Não adianta correr. Ficar atento é o máximo que pode conseguir.
Olha o arrastão entrando no mar sem fim. Ele puxa bem devagar. Leva bolsa, leva carteira, leva o troco e o chocolate da menina. Ninguém nada sente ou vê. Só na hora que põe a mão no bolso o povo se dá conta. Nessa multidão é difícil se defender ou encontrar um culpado.
Todo dia é assim: são crianças, idosos e jovens que puxam essa corda e mergulham nessa água com a intenção de pescar o que não os pertence. As iscas são diversas: uma conversa amistosa, uma apresentação para distrair, ou apenas silêncio e calma. A vítima não nota a violência que sofre e se sente satisfeita até o momento da descoberta. É tarde. Perdeu.

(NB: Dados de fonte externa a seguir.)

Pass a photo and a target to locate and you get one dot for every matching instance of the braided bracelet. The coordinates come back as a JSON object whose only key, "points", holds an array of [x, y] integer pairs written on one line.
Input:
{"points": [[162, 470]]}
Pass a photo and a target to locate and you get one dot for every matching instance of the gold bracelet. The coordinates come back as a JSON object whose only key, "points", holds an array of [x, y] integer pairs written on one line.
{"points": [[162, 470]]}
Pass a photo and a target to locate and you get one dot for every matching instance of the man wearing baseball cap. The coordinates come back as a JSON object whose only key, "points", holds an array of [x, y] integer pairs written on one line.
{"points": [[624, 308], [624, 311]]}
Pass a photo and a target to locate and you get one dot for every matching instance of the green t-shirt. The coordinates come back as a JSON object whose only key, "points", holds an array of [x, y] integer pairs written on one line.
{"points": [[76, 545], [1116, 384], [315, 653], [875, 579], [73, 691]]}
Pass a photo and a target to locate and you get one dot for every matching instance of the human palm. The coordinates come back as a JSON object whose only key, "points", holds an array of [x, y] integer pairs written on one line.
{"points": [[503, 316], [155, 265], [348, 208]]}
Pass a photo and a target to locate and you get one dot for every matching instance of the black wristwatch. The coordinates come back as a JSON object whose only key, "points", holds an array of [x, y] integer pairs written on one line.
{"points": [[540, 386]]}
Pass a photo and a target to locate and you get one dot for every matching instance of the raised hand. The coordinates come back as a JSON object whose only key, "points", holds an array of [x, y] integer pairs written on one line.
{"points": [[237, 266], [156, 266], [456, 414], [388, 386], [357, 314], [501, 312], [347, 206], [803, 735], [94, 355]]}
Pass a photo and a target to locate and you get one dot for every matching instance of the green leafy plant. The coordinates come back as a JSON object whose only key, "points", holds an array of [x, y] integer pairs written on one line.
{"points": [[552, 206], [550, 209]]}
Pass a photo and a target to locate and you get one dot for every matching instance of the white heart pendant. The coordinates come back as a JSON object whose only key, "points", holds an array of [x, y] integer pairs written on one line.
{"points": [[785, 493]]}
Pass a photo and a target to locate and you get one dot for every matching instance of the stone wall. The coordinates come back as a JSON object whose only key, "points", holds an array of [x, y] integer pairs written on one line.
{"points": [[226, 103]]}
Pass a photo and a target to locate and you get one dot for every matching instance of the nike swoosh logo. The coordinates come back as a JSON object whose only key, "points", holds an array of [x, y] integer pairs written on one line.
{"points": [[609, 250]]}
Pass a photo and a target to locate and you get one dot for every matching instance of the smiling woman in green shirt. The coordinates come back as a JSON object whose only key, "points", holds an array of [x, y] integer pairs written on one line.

E se é a ocasião que faz o ladrão, já existem especialistas em buscar o acaso. Pivete é um deles: programa cada hora e local. Mesmo com tão pouca idade, ele conhece todos os perfis e as táticas que melhor se encaixam para cada. Aprendeu tudo com o padrasto e utiliza de todos os recursos que estão ao alcance. O menino, sem saber, ajuda a destruir a cada dia a confiança que se deve ter com o próximo: será que ele realmente precisa de algo ou apenas quer desviar a atenção?
Na verdade ele precisa de muitas coisas. A começar pelo nome. Pivete não tem nome, nem imagina o quanto o arrastão do qual ele participa é diferente da prática poética da Vila dos Pescadores. O arrastão que ele conhece é injusto e nada bonito. Fere o direito de propriedade do homem ocidental, que sente sua liberdade violada. E o que é liberdade?
O garoto considera a distração um pecado que ele aproveita sem nenhum constrangimento. Ele mesmo agarra tudo que consegue o mais forte possível, pois ele também pode perder, ele sabe disso muito bem. E se perder? Arruma outro. Não dá tempo de chorar ou de se lamentar. A maré está ali para aproveitar.
E assim, Pivete e o restante das pessoas caminham olhando para todos os lados como estivessem sendo perseguidos. E pensando bem, estão sim. Perseguidos por uma sociedade de valores perdidos, de respeito acabado e de baixa consideração. Não há a beleza dos peixes, a alegria das crianças que ajudam a puxar a corda, a magia do brilho no olhar do pescador.
Não é mais uma cena paradisíaca, é uma imagem urbana. Esse mar não é claro e limpo. A imagem não é digna de foto de revista turística, mas de caderno policial. Mas de nada adiantaria, pelo menos é o que parece. As crianças não estão mais achando divertido, não há tanta inocência. Onde está o mar? Onde estão os peixes?
Quando está cansado, Pivete pára no topo da ladeira e observa a movimentação: as novas pessoas que chegam, as coisas que compram, o sentimento que transmitem com o olhar e seus pertences. Ao fundo, alguns conhecidos começam a acompanhar. Aos poucos se misturam na multidão. Olha o arrastão entrando no mar sem fim.